The US District Court for the Eastern District of Texas [official website] on Thursday ruled [opinion, PDF] that the United States Department of Labor [official website] overstepped its authority when it increased the minimum salary level for exempt employees from $23,660 annually to $47,476 annually. The court found that Congress had intended to exempt employees who work in a “bona fide executive, administrative, or professional capacity” from overtime pay requirements. The court determined that by focusing exclusively on the employee’s salary as the basis for exemption, the Department had impermissibly ignored the employee’s duties.
Congress unambiguously directed the Department to exempt from overtime pay employees who perform “bona fide executive, administrative, or professional capacity” duties. However, the Department creates a Final Rule that makes overtime status depend predominately on a minimum salary level, thereby supplanting an analysis of an employee’s job duties. The Department estimates 4.2 million workers currently ineligible for overtime, and who fall below the minimum salary level, will automatically become eligible under the Final Rule without a change to their duties. … Because the Final Rule would exclude so many employees who perform exempt duties, the Department fails to carry out Congress’s unambiguous intent.
The $47,476 annual salary was determined by taking the 40th percentile of full-time salaried workers in the lowest wage region of the country. Suggesting that an inflation-based adjustment to the salary limit would alter its decision, the court acknowledged that the Department could continue to use “a permissible minimum salary level as a test for identifying categories of employees Congress intended to exempt.”

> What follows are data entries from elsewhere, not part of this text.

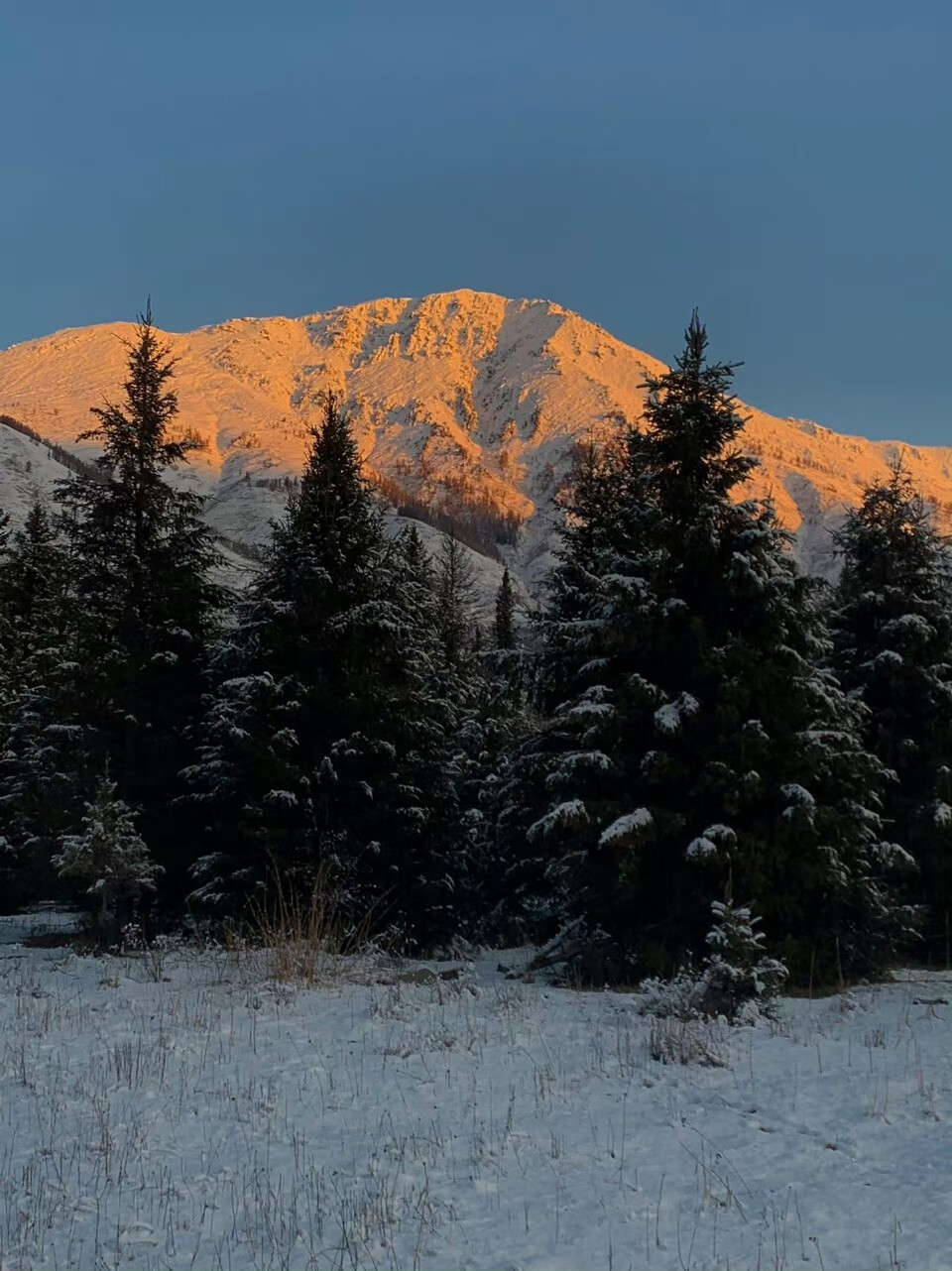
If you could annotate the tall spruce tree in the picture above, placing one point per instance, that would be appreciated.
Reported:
(324, 745)
(505, 613)
(40, 749)
(892, 647)
(694, 751)
(144, 605)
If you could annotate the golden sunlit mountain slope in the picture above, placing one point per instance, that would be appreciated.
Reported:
(456, 398)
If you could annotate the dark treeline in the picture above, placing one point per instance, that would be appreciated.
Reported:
(689, 740)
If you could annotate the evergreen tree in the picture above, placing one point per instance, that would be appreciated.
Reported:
(892, 647)
(694, 751)
(109, 855)
(39, 751)
(325, 743)
(505, 613)
(455, 590)
(143, 603)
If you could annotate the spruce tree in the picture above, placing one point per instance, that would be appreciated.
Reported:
(892, 647)
(694, 751)
(144, 607)
(109, 856)
(40, 751)
(325, 743)
(455, 590)
(505, 613)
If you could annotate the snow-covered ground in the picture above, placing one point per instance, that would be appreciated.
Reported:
(181, 1111)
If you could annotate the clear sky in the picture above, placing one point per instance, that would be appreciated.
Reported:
(783, 166)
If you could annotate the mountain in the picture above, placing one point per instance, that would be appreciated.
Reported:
(464, 402)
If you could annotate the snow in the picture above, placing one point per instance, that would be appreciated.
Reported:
(179, 1109)
(667, 718)
(567, 815)
(700, 848)
(461, 391)
(626, 828)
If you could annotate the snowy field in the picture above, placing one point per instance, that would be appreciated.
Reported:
(183, 1111)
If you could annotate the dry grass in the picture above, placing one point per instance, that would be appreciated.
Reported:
(305, 938)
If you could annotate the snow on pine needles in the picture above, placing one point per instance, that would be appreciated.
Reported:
(179, 1109)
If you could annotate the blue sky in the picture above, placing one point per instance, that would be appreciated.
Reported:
(784, 167)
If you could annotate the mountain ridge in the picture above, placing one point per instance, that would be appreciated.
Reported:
(459, 398)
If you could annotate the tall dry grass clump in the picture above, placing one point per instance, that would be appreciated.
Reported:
(306, 937)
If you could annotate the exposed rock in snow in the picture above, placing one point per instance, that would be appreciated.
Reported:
(461, 398)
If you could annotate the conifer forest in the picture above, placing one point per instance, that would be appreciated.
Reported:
(681, 755)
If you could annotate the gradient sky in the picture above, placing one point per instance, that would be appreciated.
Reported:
(783, 166)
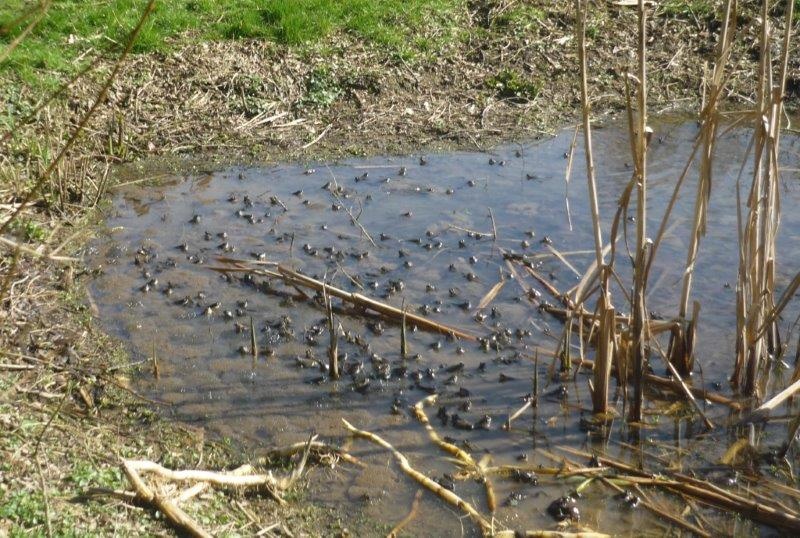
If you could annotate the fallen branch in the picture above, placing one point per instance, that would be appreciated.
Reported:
(412, 513)
(708, 493)
(293, 278)
(441, 492)
(463, 457)
(171, 511)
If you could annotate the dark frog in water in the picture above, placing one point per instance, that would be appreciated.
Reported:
(449, 242)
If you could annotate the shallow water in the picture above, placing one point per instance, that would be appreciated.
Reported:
(419, 216)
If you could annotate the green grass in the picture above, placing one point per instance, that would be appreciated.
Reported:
(72, 27)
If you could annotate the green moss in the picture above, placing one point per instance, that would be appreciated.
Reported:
(511, 84)
(698, 8)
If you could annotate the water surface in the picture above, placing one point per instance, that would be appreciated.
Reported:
(432, 219)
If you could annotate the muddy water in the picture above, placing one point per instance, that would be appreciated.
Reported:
(432, 219)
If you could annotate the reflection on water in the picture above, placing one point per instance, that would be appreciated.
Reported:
(432, 220)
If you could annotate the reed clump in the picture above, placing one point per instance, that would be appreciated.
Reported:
(625, 345)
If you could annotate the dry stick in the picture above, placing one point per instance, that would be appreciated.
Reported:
(403, 334)
(679, 347)
(494, 225)
(156, 368)
(686, 391)
(606, 349)
(357, 222)
(464, 457)
(706, 492)
(491, 294)
(563, 260)
(441, 492)
(764, 410)
(659, 512)
(253, 342)
(592, 471)
(297, 279)
(567, 175)
(333, 347)
(200, 487)
(751, 351)
(674, 386)
(28, 198)
(315, 446)
(528, 404)
(639, 283)
(412, 513)
(172, 512)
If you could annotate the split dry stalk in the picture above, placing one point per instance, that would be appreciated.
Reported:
(638, 328)
(706, 492)
(757, 330)
(682, 341)
(606, 347)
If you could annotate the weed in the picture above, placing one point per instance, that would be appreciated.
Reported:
(24, 508)
(322, 89)
(72, 28)
(28, 230)
(510, 84)
(85, 474)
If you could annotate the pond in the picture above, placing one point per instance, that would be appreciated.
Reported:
(430, 233)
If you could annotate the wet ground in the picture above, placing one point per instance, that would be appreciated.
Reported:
(433, 220)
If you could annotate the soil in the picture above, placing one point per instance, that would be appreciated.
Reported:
(66, 410)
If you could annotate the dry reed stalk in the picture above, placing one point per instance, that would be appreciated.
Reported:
(639, 333)
(333, 347)
(445, 494)
(605, 348)
(758, 339)
(298, 280)
(463, 457)
(704, 491)
(680, 350)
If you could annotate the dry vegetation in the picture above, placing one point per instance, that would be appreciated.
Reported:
(66, 409)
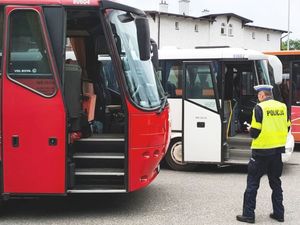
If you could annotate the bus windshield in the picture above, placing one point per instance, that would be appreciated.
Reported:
(142, 83)
(262, 71)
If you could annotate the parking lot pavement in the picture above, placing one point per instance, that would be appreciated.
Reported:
(209, 195)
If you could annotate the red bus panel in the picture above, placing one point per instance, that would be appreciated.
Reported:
(34, 126)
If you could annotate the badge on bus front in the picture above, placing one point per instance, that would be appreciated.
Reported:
(81, 2)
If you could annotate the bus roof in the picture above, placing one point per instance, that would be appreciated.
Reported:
(211, 53)
(290, 52)
(52, 2)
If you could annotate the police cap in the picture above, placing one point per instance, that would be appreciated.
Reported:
(263, 87)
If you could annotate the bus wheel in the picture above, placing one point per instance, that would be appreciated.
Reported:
(174, 157)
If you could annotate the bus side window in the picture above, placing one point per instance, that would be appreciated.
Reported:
(174, 81)
(247, 83)
(1, 37)
(28, 56)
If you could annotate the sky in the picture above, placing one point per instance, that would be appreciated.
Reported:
(265, 13)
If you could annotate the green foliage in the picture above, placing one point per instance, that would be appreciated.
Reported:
(294, 45)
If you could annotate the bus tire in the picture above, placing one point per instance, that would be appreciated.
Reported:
(174, 156)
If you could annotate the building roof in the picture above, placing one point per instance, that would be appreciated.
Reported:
(210, 53)
(52, 2)
(266, 28)
(175, 15)
(212, 17)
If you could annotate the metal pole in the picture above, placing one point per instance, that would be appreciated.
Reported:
(288, 40)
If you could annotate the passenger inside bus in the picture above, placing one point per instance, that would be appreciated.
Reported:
(92, 97)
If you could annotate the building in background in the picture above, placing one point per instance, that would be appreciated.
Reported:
(223, 29)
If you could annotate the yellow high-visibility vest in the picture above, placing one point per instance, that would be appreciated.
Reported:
(274, 126)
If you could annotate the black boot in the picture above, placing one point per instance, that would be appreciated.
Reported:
(275, 217)
(245, 219)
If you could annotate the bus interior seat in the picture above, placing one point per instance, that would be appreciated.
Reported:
(89, 100)
(228, 116)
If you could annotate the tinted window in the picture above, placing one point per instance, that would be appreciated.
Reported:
(199, 85)
(296, 84)
(174, 75)
(28, 56)
(1, 37)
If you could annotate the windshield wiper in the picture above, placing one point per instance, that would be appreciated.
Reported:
(163, 103)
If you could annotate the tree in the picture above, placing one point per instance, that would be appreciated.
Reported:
(294, 45)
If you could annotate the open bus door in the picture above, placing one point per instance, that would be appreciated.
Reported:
(33, 116)
(294, 84)
(202, 125)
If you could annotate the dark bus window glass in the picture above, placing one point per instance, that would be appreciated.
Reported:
(173, 73)
(28, 56)
(1, 37)
(296, 84)
(199, 86)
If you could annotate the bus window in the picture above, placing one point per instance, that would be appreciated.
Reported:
(262, 71)
(199, 85)
(1, 39)
(174, 79)
(28, 57)
(296, 84)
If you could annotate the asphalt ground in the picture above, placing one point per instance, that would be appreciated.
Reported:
(209, 195)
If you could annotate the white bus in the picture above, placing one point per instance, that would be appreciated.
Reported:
(211, 96)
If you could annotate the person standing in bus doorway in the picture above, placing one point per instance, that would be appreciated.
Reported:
(269, 129)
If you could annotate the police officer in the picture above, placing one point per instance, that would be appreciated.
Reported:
(269, 129)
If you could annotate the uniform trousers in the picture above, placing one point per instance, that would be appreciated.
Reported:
(257, 167)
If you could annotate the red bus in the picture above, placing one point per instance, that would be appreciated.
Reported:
(85, 127)
(290, 86)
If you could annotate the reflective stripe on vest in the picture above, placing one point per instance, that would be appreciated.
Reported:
(274, 126)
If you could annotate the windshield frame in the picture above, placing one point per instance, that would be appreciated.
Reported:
(147, 76)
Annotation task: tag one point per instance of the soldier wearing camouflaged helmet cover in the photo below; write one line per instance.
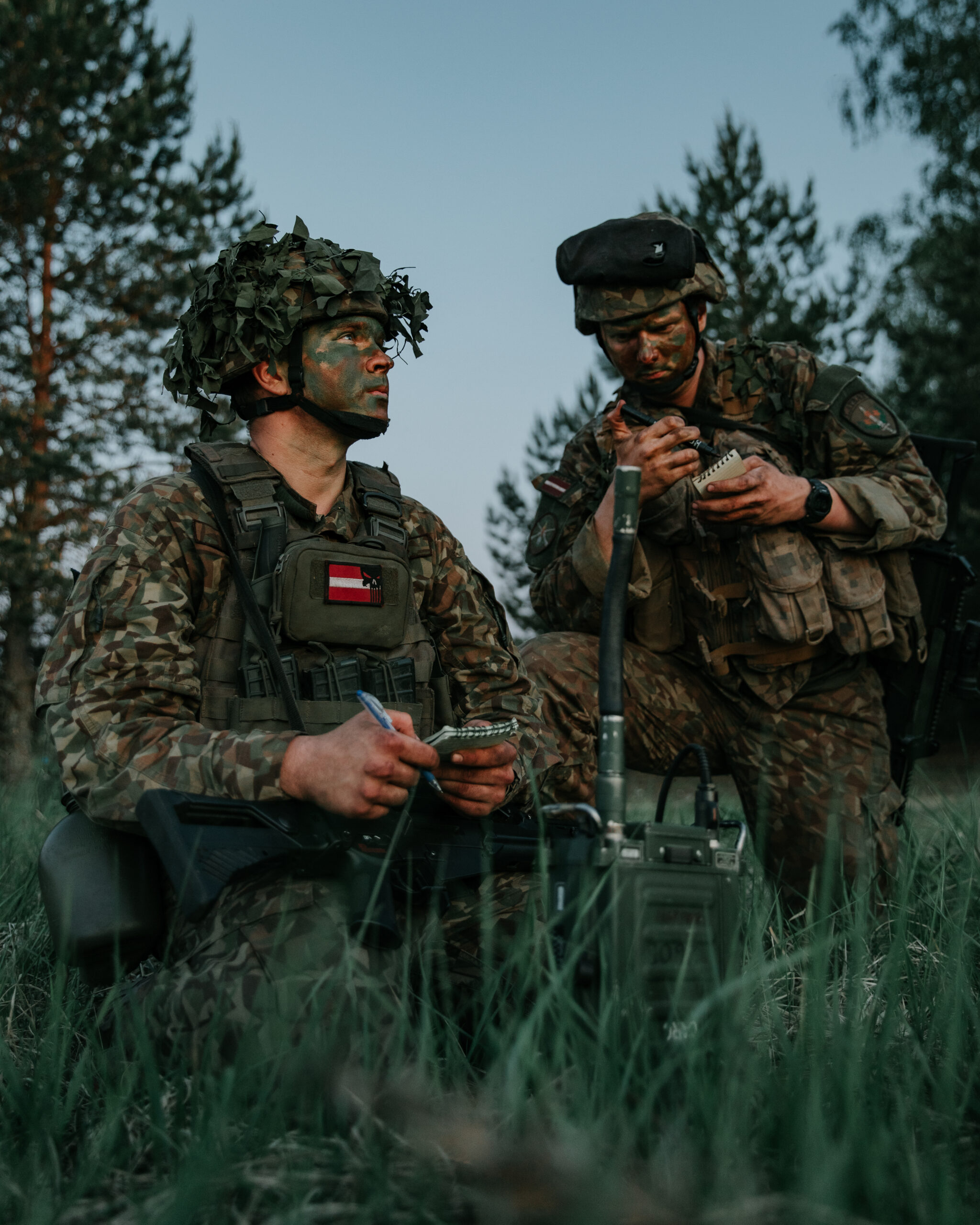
(756, 609)
(156, 679)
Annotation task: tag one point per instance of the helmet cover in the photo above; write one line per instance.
(249, 303)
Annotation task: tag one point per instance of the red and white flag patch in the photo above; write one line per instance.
(555, 486)
(355, 585)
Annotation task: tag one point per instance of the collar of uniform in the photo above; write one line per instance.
(341, 520)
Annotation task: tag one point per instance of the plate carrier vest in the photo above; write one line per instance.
(342, 613)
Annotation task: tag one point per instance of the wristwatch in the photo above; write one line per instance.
(819, 504)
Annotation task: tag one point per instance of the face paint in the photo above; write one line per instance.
(652, 349)
(346, 368)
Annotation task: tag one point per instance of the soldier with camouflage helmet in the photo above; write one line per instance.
(757, 607)
(156, 679)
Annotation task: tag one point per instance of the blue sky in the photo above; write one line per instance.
(467, 140)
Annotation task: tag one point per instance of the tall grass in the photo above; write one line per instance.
(835, 1082)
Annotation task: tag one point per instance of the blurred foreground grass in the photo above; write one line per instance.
(836, 1082)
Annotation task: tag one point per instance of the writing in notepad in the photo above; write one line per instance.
(725, 469)
(451, 740)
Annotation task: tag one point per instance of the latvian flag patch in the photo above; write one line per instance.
(355, 585)
(555, 486)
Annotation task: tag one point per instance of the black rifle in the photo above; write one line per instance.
(206, 842)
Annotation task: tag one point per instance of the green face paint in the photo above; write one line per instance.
(655, 348)
(346, 368)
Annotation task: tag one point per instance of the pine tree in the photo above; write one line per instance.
(768, 248)
(101, 224)
(510, 522)
(918, 68)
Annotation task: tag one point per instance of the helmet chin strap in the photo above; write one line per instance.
(352, 425)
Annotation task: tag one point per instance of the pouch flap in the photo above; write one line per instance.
(901, 593)
(781, 559)
(852, 580)
(344, 594)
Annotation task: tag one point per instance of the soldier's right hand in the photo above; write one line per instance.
(652, 449)
(359, 769)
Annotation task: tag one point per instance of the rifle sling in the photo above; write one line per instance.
(249, 604)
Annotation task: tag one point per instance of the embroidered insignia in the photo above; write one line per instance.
(542, 535)
(555, 486)
(355, 585)
(869, 417)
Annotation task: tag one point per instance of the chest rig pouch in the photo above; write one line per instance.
(353, 594)
(342, 613)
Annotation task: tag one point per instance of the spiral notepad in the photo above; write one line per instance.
(451, 740)
(728, 466)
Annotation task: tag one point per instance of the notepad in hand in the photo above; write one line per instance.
(452, 740)
(725, 469)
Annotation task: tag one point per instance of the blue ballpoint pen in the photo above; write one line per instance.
(374, 707)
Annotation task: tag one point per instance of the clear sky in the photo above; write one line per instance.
(467, 140)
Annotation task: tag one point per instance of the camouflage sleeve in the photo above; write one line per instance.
(119, 684)
(564, 552)
(863, 451)
(893, 494)
(469, 629)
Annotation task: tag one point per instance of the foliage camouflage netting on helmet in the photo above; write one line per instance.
(248, 304)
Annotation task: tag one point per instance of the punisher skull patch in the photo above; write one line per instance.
(868, 417)
(355, 585)
(542, 535)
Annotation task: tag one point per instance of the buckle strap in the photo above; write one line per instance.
(718, 663)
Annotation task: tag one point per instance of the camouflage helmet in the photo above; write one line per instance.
(263, 292)
(630, 266)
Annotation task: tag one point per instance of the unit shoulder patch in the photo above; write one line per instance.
(870, 417)
(542, 533)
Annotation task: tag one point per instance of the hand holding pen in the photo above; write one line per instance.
(374, 707)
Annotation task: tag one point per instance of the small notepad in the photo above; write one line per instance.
(452, 740)
(725, 469)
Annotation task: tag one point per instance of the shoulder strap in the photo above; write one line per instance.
(378, 493)
(212, 495)
(831, 385)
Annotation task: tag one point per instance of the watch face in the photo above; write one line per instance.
(820, 502)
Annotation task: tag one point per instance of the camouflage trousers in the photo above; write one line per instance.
(277, 963)
(821, 761)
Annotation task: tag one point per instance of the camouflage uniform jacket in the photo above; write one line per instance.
(854, 443)
(121, 689)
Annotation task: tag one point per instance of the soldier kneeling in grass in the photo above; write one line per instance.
(156, 679)
(756, 603)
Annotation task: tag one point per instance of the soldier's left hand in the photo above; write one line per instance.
(762, 495)
(476, 781)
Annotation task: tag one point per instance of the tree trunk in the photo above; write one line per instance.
(19, 689)
(19, 664)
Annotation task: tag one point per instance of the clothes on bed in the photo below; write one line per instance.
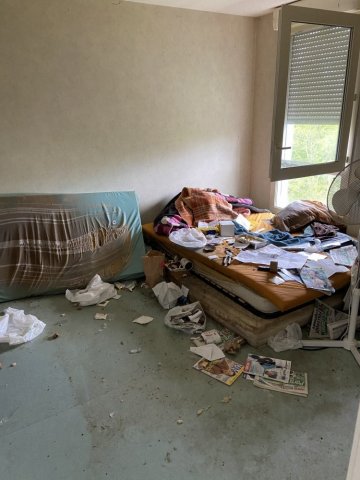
(196, 204)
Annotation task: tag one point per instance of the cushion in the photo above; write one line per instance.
(300, 213)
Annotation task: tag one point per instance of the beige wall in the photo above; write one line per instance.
(99, 95)
(265, 67)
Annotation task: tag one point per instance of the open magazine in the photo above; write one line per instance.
(297, 385)
(224, 369)
(267, 367)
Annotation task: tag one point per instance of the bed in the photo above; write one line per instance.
(261, 308)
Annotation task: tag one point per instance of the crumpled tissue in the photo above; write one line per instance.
(16, 327)
(96, 291)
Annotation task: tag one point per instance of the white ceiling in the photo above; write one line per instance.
(248, 8)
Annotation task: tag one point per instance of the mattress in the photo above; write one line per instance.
(51, 242)
(245, 280)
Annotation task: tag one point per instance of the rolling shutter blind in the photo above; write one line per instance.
(317, 75)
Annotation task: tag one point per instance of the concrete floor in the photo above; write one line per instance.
(55, 420)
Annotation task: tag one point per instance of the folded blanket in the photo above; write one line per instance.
(195, 204)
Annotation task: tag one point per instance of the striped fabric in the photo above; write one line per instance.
(195, 204)
(49, 243)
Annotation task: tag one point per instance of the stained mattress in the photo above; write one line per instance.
(245, 280)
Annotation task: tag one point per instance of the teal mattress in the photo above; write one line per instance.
(49, 243)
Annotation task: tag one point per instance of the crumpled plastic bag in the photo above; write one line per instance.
(188, 237)
(288, 339)
(16, 327)
(187, 318)
(168, 293)
(96, 291)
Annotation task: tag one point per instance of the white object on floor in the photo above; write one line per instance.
(96, 291)
(188, 237)
(168, 293)
(209, 352)
(100, 316)
(288, 339)
(16, 327)
(143, 320)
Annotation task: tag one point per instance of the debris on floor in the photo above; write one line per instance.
(135, 350)
(54, 336)
(224, 370)
(100, 316)
(226, 399)
(168, 293)
(104, 304)
(143, 320)
(209, 352)
(128, 285)
(211, 336)
(95, 292)
(17, 327)
(187, 318)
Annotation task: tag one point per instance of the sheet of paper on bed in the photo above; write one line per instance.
(328, 265)
(265, 255)
(344, 255)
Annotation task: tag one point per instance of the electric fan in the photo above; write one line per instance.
(343, 201)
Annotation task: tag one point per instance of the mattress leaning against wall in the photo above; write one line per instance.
(51, 242)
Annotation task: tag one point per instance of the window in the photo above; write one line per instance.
(318, 52)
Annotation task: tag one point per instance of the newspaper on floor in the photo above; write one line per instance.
(224, 369)
(267, 367)
(315, 277)
(297, 385)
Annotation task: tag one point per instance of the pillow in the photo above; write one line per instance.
(300, 213)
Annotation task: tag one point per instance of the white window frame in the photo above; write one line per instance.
(288, 15)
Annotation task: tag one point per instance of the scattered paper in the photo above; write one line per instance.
(143, 320)
(168, 293)
(267, 367)
(96, 291)
(104, 304)
(224, 370)
(209, 352)
(100, 316)
(211, 336)
(135, 350)
(16, 327)
(128, 285)
(270, 253)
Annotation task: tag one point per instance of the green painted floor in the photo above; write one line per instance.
(82, 407)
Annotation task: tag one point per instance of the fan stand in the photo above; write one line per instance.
(349, 342)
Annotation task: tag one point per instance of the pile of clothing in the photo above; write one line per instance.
(192, 205)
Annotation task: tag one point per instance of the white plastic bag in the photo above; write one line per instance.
(187, 318)
(188, 237)
(169, 293)
(16, 327)
(96, 291)
(288, 339)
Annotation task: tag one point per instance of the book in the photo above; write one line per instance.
(297, 385)
(267, 367)
(224, 369)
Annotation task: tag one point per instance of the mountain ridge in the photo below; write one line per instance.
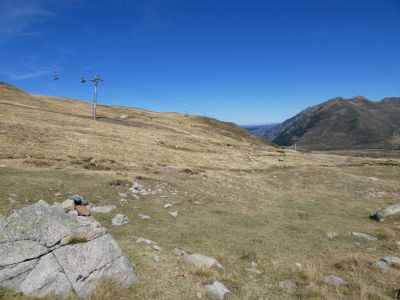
(340, 123)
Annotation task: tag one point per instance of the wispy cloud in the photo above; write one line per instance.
(27, 68)
(18, 16)
(156, 15)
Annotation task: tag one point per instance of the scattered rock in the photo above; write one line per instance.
(103, 209)
(174, 213)
(144, 217)
(179, 252)
(254, 270)
(217, 288)
(94, 161)
(287, 284)
(364, 236)
(381, 266)
(78, 200)
(330, 234)
(334, 280)
(68, 205)
(386, 212)
(119, 220)
(392, 260)
(83, 210)
(142, 240)
(47, 251)
(200, 260)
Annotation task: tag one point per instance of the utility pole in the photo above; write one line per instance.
(96, 79)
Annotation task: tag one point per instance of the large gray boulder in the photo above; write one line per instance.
(388, 211)
(44, 250)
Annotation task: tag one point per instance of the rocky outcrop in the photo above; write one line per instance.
(388, 211)
(44, 250)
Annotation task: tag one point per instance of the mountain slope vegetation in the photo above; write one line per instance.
(209, 188)
(339, 123)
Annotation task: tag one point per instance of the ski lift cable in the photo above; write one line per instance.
(176, 103)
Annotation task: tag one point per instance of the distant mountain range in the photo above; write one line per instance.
(355, 123)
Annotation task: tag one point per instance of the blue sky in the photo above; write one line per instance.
(250, 62)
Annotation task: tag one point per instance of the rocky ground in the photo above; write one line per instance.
(201, 209)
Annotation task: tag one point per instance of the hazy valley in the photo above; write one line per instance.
(277, 220)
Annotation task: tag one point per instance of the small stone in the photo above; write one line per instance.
(217, 288)
(143, 217)
(93, 161)
(287, 284)
(364, 236)
(142, 240)
(200, 260)
(68, 204)
(330, 234)
(103, 209)
(119, 220)
(173, 213)
(253, 270)
(42, 202)
(179, 252)
(73, 212)
(83, 210)
(392, 260)
(334, 280)
(381, 266)
(78, 200)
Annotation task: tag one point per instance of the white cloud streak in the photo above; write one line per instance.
(17, 16)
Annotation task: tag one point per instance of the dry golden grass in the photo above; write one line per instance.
(239, 203)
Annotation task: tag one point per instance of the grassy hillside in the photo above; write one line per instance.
(239, 199)
(339, 123)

The Department of Labor published[text] the new salary level in May 2016, which would have made 4 million more Americans eligible for overtime pay, after then-President Obama directed the department [presidential memorandum] to update the overtime regulations. In December 2016, the Obama administration appealed [JURIST report] an earlier preliminary injunction [JURIST reports] halting application of the rule. In September 2016, twenty-one states including Texas and Nevada filed suit [JURIST report] against the Department challenging the overtime regulations.